Norme liberticide – come la nefanda legge contro la “propaganda omosessuale” o la legge contro l’“estremismo” – fanno pagare con il carcere un like su Facebook o una bandiera ucraina sventolata in Crimea. Secondo Human Rights Watch, da settembre 2015 a febbraio 2017 almeno 94 persone sono finite in prigione per aver espresso un’opinione. Non si contano quelli che hanno pagato una multa o sono stati condannati ai servizi sociali.

Gli ultimi gironi (dell’inferno)

E ci sono regioni della Russia in cui la situazione dei diritti umani è da gironi dell’inferno. Nella Cecenia governata con potere assoluto da Ramzan Kadyrov, da oltre un decennio il plenipotenziario di Putin a Grozny (scelta come ritiro dalla nazionale egiziana), lo scorso anno almeno un centinaio di gay – ma forse sono di più – sono stati arrestati e torturati in quello che forse è il peggior pogrom antigay della contemporaneità. Alcuni sono scomparsi, molti sono ancora detenuti in carceri segrete. Per rigettare le accuse di una pulizia di genere guidata dalle autorità, Kadyrov ha dato una risposta da brividi: «Non abbiamo gay in Cecenia».

Nella Crimea occupata e annessa illegalmente nel 2014, decine di musulmani della corposa etnia tatara – che sotto l’Ucraina godeva di autonomia e autogoverno – sono stati cacciati o arrestati.
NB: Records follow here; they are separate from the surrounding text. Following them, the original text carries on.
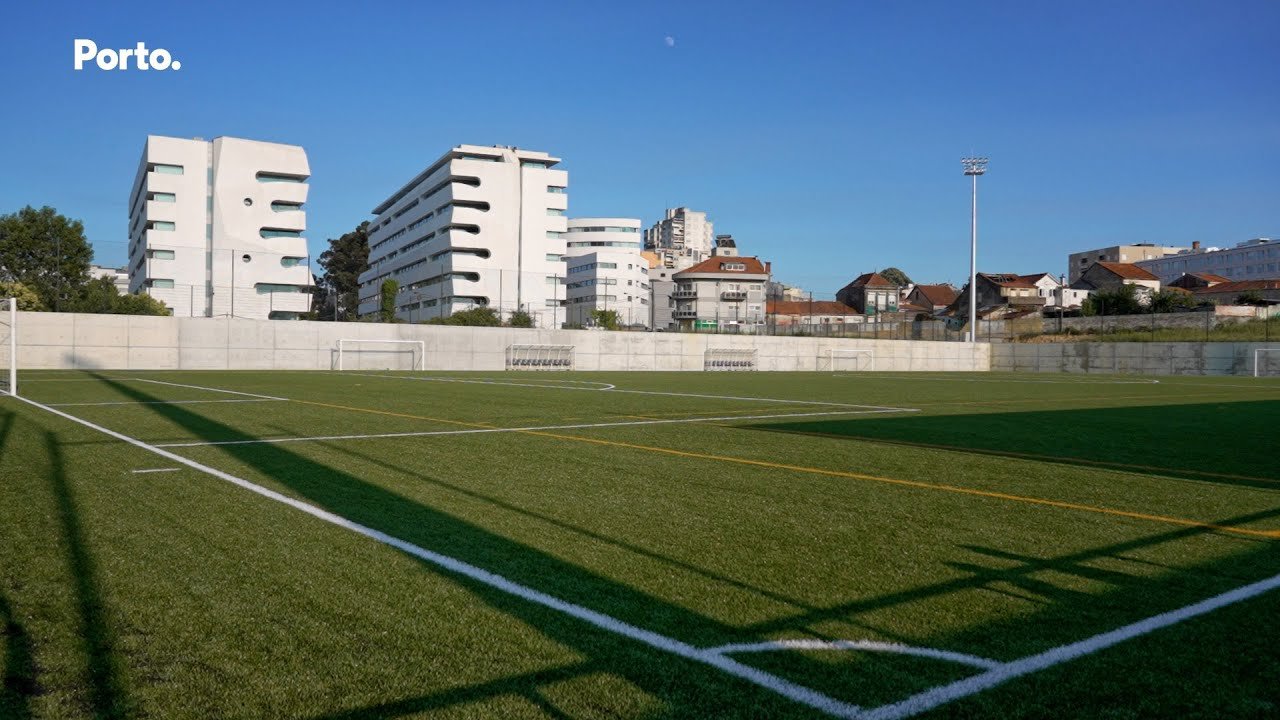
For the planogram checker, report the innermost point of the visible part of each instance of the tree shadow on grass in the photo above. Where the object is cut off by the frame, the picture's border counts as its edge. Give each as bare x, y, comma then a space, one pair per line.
1229, 442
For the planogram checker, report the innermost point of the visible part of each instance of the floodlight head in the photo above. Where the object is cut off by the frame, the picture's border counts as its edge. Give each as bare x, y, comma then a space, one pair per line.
974, 165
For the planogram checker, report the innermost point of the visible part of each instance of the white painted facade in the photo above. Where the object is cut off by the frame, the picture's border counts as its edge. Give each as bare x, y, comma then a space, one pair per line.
606, 272
483, 226
682, 238
1257, 259
216, 227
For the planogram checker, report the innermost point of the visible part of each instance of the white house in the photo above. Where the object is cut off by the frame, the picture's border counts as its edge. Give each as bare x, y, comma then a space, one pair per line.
604, 270
216, 228
483, 226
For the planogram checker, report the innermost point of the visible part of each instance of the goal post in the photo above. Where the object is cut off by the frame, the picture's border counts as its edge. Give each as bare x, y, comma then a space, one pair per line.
382, 354
9, 335
730, 359
837, 359
1266, 361
539, 356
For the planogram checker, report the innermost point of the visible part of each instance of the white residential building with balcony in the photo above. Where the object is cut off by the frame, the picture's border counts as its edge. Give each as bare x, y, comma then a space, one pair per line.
483, 226
606, 272
215, 228
682, 238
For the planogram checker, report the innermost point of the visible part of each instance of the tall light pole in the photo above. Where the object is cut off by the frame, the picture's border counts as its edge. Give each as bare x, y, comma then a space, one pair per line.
973, 167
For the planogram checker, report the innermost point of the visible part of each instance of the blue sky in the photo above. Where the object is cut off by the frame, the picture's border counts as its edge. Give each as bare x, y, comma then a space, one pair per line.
824, 136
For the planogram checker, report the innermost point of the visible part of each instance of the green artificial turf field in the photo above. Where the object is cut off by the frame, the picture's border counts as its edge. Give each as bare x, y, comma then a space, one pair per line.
639, 545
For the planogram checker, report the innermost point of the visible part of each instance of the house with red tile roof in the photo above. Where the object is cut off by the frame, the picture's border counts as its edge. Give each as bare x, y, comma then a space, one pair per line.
723, 292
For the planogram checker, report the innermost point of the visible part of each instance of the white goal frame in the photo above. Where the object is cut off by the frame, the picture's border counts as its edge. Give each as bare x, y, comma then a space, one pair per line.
416, 364
539, 356
1257, 358
835, 354
723, 359
12, 337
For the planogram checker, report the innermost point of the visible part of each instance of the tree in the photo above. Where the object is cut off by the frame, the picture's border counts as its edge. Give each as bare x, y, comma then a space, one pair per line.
387, 300
475, 317
346, 258
101, 296
26, 297
46, 253
521, 319
896, 277
1171, 301
607, 319
1119, 301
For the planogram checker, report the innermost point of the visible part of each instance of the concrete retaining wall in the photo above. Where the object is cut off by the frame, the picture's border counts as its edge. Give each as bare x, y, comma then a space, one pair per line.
81, 341
1129, 358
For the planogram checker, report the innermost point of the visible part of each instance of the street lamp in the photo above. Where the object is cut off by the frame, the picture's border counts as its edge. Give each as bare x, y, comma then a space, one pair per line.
973, 167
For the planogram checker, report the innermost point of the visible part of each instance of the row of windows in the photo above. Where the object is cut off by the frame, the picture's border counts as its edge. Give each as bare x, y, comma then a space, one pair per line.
594, 265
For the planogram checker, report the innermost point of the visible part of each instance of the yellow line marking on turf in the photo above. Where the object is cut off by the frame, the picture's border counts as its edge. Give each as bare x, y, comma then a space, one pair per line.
1015, 454
922, 484
1270, 534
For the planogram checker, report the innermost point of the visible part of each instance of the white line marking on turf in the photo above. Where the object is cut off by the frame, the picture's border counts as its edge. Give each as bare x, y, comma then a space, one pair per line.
941, 695
160, 402
659, 392
530, 428
786, 688
872, 646
202, 387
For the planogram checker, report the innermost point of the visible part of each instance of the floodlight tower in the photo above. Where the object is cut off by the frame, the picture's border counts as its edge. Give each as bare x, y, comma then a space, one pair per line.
973, 167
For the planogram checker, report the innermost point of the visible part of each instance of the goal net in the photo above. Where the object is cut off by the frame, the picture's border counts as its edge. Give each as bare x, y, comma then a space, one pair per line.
846, 360
539, 356
728, 359
382, 355
1266, 363
9, 342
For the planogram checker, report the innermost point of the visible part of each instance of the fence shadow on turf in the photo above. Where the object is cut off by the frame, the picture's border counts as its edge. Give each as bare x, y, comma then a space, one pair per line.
662, 675
1221, 442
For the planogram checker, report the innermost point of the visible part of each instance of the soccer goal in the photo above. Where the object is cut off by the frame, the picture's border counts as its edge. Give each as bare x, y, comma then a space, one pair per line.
539, 356
728, 359
840, 359
1266, 361
382, 354
9, 337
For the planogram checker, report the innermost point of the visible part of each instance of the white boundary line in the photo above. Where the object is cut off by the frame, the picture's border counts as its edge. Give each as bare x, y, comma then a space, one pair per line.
202, 387
871, 646
786, 688
611, 388
942, 695
160, 401
526, 429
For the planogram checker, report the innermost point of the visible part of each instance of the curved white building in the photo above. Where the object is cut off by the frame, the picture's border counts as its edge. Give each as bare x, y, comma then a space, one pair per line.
606, 272
216, 228
479, 227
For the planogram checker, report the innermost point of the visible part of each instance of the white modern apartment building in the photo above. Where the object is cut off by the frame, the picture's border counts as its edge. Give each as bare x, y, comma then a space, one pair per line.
1256, 259
606, 270
215, 228
483, 226
682, 238
1079, 261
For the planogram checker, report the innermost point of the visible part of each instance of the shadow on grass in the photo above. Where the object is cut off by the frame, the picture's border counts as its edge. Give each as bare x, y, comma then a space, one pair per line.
688, 688
106, 693
1228, 442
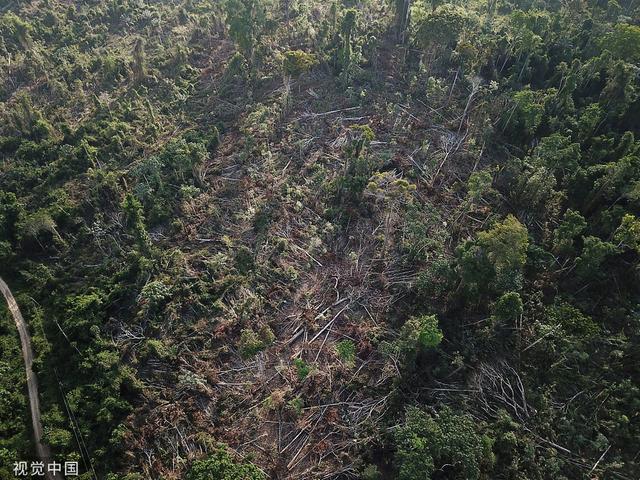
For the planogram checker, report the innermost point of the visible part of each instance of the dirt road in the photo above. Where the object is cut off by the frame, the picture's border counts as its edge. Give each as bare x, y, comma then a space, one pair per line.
42, 451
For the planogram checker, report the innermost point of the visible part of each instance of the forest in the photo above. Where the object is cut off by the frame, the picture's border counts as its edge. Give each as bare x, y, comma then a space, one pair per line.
305, 239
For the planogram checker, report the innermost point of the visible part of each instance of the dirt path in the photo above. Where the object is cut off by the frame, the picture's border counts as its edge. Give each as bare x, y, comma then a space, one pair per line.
42, 451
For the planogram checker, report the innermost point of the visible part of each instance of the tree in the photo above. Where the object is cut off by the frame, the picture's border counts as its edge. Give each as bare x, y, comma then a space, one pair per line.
345, 53
594, 253
138, 66
494, 261
220, 466
135, 219
572, 225
628, 233
447, 441
508, 308
624, 42
246, 20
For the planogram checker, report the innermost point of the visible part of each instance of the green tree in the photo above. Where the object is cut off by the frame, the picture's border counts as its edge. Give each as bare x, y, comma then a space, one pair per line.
221, 466
448, 441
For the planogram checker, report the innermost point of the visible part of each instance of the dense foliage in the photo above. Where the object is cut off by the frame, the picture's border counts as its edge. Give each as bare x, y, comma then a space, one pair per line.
351, 239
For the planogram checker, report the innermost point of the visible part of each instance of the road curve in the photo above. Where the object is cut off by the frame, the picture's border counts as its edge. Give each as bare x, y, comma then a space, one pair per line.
42, 450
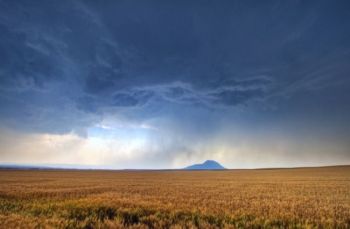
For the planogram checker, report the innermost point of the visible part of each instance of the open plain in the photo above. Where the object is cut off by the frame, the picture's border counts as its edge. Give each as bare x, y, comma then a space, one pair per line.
264, 198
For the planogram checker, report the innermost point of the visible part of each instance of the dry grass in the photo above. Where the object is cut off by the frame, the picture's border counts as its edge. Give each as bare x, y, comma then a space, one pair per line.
278, 198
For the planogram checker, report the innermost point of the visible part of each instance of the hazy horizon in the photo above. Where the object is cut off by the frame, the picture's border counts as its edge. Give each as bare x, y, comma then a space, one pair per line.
167, 84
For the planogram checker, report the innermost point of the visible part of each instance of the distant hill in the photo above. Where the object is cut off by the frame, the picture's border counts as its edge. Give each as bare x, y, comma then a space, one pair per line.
207, 165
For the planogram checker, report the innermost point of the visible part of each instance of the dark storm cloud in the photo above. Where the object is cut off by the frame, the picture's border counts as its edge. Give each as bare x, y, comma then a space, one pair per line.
65, 64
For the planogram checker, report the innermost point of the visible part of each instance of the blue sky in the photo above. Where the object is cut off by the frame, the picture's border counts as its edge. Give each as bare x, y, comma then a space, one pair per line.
163, 84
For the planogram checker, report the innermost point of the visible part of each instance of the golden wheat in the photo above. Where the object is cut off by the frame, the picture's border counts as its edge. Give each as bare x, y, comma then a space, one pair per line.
275, 198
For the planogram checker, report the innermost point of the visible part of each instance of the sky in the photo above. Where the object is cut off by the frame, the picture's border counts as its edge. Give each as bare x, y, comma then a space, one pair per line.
164, 84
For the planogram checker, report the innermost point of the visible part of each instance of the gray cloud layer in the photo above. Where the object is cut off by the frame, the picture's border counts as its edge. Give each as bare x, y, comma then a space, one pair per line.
66, 66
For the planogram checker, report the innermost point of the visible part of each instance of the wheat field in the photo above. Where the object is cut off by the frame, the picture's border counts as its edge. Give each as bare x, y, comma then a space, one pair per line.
265, 198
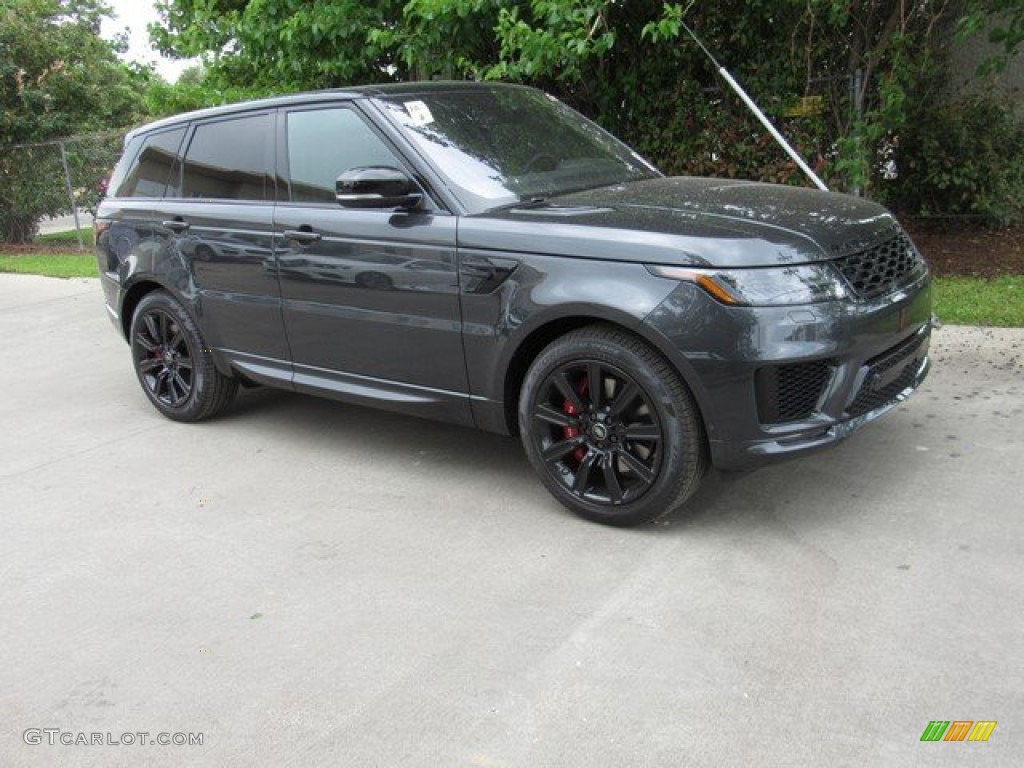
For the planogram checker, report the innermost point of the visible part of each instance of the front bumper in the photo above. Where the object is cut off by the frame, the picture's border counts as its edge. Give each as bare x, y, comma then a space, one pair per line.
776, 383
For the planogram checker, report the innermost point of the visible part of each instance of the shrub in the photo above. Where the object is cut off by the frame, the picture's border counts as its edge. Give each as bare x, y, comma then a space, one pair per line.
965, 158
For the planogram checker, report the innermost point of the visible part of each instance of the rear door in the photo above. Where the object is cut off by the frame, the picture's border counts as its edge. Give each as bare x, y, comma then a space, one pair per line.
370, 297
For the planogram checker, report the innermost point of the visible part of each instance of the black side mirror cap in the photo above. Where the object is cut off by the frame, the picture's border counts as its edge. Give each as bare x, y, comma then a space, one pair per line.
377, 186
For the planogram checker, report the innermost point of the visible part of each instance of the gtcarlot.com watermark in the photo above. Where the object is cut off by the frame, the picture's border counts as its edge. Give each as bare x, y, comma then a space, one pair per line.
55, 736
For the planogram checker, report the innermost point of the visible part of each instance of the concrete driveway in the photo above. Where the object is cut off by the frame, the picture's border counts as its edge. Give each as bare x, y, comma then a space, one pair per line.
308, 584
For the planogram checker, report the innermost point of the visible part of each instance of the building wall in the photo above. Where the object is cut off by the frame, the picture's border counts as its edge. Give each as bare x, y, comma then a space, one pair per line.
965, 58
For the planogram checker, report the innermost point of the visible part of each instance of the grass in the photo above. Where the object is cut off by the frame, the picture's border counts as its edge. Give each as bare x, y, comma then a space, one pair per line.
50, 264
958, 301
67, 238
980, 301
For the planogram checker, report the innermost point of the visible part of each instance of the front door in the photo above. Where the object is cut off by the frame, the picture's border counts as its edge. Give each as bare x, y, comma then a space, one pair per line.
370, 297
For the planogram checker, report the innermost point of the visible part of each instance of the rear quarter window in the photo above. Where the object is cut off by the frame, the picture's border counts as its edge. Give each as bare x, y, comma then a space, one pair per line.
231, 160
154, 167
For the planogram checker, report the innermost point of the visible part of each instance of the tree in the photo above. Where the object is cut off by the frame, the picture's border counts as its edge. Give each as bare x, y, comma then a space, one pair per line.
57, 77
280, 45
846, 78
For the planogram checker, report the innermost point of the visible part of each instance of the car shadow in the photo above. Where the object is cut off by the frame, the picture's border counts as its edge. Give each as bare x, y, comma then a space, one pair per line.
725, 500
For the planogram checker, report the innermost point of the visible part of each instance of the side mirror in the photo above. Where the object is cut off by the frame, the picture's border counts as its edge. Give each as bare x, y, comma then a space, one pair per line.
377, 186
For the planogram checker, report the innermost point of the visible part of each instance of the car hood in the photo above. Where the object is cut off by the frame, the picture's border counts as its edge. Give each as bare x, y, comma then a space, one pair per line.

Il dissenso è represso con severità esemplare, come nel caso di Igor Movenko, condannato, appena un mese fa, a due anni di carcere per un post filoucraino su VKontakte.

Sono 65 gli ucraini prigionieri politici in Russia. Le accuse sono sempre le stesse, terrorismo, spionaggio, estremismo. Il nome più famoso è quello del regista crimeano Oleg Sentsov, in carcere in Siberia dal 2014. Da maggio Sentsov è in sciopero della fame per chiedere la liberazione di tutti i prigionieri politici come lui. Alla vigilia dei Mondiali, l’Unione europea ha fatto formale appello alla Russia di liberarlo immediatamente e senza condizioni. L’appello è caduto nel vuoto. E i mondiali sono ancora ai primi gironi.